Issue 195 of SOCIALIST REVIEW Published March 1996 Copyright © Socialist Review
It's not every day that you can hear a Republican hack proclaim, 'We've only just begun the class war.' But that's what Mike Murphy, media adviser to Republican presidential candidate Lamar Alexander, told a Wall Street Journal reporter.
Murphy explained that 'class war' was the way Alexander planned to attack millionaire publisher Steve Forbes, whose surge in opinion polls shook up the Republican primaries.
Between February and November the Republican Party, the more conservative of the two bosses' parties, will try to choose a nominee to run against Democrat president Bill Clinton.
Nine Republican challengers to Clinton--from Kansas Senator Robert Dole, the Senate majority leader, to California Congressman Robert Dornan, a right wing nut whose chief distinction is calling Clinton a traitor for his youthful opposition to the Vietnam War--are testing their support in state by state party nominating primaries.
The primaries choose delegates who are pledged to support particular candidates at the August Republican national convention. The candidate with the most delegates after the more than 20 primaries between now and then will be the Republican nominee to run against Clinton.
Forbes, the publisher of the business magazine Forbes, entered the primaries as an unknown.

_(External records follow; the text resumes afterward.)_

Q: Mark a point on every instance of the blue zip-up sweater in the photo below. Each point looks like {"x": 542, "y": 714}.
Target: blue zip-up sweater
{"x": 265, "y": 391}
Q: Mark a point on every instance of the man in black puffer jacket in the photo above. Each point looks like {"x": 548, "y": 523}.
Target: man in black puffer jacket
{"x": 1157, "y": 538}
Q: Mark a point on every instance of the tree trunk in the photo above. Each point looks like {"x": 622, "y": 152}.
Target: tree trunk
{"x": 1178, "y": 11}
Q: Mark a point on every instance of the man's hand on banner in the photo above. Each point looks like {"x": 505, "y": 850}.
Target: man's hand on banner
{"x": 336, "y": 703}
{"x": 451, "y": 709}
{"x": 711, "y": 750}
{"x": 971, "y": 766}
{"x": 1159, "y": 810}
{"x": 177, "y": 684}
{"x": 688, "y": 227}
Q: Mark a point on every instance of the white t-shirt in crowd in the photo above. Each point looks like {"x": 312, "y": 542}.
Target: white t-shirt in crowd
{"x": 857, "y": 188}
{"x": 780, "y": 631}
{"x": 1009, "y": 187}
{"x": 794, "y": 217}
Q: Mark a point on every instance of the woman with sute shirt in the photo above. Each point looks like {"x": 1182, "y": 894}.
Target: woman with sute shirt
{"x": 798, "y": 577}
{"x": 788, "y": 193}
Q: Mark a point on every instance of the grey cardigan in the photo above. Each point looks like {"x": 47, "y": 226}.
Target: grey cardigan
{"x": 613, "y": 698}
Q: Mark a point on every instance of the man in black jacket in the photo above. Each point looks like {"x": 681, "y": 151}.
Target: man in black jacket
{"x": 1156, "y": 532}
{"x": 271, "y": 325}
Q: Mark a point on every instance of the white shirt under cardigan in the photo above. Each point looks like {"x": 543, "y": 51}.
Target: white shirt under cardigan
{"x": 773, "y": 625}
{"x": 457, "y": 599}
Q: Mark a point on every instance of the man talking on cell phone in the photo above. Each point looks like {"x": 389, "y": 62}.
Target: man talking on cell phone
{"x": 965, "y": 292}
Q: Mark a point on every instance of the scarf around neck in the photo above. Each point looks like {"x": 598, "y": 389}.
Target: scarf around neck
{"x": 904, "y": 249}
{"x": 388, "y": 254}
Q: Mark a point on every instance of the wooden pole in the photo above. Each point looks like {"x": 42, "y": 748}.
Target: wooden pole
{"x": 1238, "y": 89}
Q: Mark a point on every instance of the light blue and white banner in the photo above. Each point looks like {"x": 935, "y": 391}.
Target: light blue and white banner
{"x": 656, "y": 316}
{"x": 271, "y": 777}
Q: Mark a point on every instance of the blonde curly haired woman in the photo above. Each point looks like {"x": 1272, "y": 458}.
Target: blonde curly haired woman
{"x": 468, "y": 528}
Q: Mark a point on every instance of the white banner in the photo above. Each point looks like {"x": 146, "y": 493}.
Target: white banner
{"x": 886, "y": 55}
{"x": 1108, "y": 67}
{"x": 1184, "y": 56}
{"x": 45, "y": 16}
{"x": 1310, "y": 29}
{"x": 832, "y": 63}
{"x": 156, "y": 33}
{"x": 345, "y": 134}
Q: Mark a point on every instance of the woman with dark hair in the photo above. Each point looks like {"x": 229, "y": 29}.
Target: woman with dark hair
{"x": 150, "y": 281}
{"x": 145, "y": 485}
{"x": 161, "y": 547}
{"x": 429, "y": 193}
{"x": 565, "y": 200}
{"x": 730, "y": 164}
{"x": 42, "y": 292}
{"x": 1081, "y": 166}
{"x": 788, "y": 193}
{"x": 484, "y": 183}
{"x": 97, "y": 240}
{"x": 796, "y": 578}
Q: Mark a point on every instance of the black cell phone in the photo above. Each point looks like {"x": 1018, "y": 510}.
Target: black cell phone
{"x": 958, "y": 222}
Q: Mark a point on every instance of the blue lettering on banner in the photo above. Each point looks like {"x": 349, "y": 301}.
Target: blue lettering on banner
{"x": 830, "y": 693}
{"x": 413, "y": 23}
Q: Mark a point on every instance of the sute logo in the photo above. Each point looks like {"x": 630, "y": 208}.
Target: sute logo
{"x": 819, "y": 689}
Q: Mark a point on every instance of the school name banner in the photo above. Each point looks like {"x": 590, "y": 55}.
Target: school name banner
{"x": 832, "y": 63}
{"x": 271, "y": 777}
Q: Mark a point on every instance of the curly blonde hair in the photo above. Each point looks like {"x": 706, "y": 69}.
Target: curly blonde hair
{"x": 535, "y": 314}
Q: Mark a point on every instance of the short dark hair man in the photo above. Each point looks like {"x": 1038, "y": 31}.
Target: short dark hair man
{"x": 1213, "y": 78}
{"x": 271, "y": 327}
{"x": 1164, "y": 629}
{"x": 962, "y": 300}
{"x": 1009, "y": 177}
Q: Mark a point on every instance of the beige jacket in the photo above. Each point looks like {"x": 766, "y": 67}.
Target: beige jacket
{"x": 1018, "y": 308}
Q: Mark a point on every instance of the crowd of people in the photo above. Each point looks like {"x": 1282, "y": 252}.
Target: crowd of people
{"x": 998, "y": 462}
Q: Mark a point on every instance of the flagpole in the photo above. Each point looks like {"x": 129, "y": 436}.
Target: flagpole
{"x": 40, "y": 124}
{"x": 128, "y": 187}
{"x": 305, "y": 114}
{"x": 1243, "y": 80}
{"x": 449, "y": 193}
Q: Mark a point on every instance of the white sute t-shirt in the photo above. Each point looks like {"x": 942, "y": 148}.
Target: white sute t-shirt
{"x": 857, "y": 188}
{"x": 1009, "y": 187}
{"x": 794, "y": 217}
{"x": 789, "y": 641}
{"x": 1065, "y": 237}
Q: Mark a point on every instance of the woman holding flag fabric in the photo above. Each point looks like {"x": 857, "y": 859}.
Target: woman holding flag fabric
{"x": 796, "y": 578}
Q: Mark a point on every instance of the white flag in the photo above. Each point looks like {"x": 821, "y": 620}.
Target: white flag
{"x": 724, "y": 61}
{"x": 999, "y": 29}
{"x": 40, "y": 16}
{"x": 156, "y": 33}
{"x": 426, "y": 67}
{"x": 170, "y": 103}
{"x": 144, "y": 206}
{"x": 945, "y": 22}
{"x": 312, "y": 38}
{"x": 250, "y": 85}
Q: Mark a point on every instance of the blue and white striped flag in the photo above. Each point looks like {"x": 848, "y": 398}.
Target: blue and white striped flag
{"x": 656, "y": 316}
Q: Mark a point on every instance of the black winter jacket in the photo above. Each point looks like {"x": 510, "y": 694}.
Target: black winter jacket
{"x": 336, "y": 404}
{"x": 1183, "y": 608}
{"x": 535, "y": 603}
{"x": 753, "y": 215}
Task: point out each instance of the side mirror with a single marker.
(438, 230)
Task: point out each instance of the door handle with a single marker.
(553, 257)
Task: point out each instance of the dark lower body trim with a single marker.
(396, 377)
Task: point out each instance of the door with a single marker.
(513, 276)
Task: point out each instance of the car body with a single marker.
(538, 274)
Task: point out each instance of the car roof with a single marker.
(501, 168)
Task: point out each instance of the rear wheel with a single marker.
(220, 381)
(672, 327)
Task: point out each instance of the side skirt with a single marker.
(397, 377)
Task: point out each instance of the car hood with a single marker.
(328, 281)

He ploughed $20 million of his own money into advertising to promote his crackpot 'flat tax'--abolishing progressive income tax so that rich and poor alike pay the same percentage of their income in taxes.
Alexander, a millionaire and former Bush administration official, has been knocking Forbes as a 'zillionaire'. His '141 foot yacht is tax deductible', Alexander said of Forbes. Dole, the front runner, slammed Forbes for wanting to attack social security pensions for the elderly.
For the Republicans this was not the way it was supposed to be. When they won Congress in the 1994 mid-term election they proclaimed that the election heralded a 'realignment' in American politics and that their 'revolution'--a hard right programme of cuts in welfare spending and giveaways to big business--would change American politics for good.
More than one year later the 'revolution' lies in a shambles on the floor of Congress as Clinton has blocked some of the most right wing legislation. The Republican juggernaut which rode into the Congress last year has cracked into squabbling factions of religious zealots, and country club 'moderates'.
The religious right clamours for laws against abortion and gay rights. It has latched on to the candidacy of television commentator Patrick Buchanan, who, with support from the Christian Coalition, beat Dole in the New Hampshire primary last month. Suddenly the media are describing Buchanan as a serious--rather than as a 'fringe'--candidate.
Forbes, considered a 'moderate' because he doesn't want to outlaw abortion, has the backing of the party's 'supply siders', who believe that cutting tax on the rich will lead to a boom in the economy.
And then there is Dole, who has the support of nearly every Republican elected official on the federal and state level, but for whom the most committed Republican activists feel little enthusiasm. With all the mudslinging and 'negative' campaigning, whoever emerges at the head of the Republican pack will be weakened because of it.
All of this has left Clinton sitting in the driver's seat. With very little effort, he has catapulted himself ahead of the Republican field in most opinion polls. In contrast to the ghouls and goblins who are vying for the Republican nomination, Clinton has offered himself as a reasonable 'centrist' alternative. But his reasonable centrism sounds more and more like warmed over conservatism every day.
After hearing Clinton's January State of the Union message, Republican national chairman Haley Barbour said he thought the ghost of Ronald Reagan had taken over Clinton's body. In 1992 Clinton campaigned against 12 years of trickledown economics'. He promised 'change' and 'health care for every American'. Instead, he left a string of broken promises--including compromising away his health care reform package and surrendering to bigots after he had pledged to end the military's discrimination against gays and lesbians--which have disillusioned supporters.
And in trying to steal Republican thunder on crime, welfare and immigration, he politicised issues which the Republicans used to elect the most conservative Congress in 40 years in 1994. Clinton's conservative rhetoric has simply shifted mainstream politics to the right.
For example, the recent debate on health care between Democrats and Republicans is about how deeply to cut federal health care programmes--rather than about reform to guarantee all Americans health care. No candidate asks why government spending that helps working people is being slashed while the military budget keeps rising.
Despite this, the AFL-CIO, the US main trade union federation, has already announced that it will endorse Clinton and spend $35 million campaigning for his re-election, $15 million more than it is dedicating to recruiting unorganised workers.
Meanwhile, the gap between 'official' politics and ordinary people's aspirations continues to grow.
According to a recent national survey, the majority of Americans support spending tax dollars for job retraining, housing for the homeless, treatment for people with Aids, food stamps, social security, treatment for drug addicts and welfare for children of single teen mothers.
'Public education' and 'attention to children' are among the most important problems in the US, poll respondents said, while 'illegal immigration' and 'too much government regulation' were among the least important problems cited.
But where is the candidate who reflects these priorities? Certainly not in the Republican primaries. And certainly not in Clinton--whose record provides three years of proof.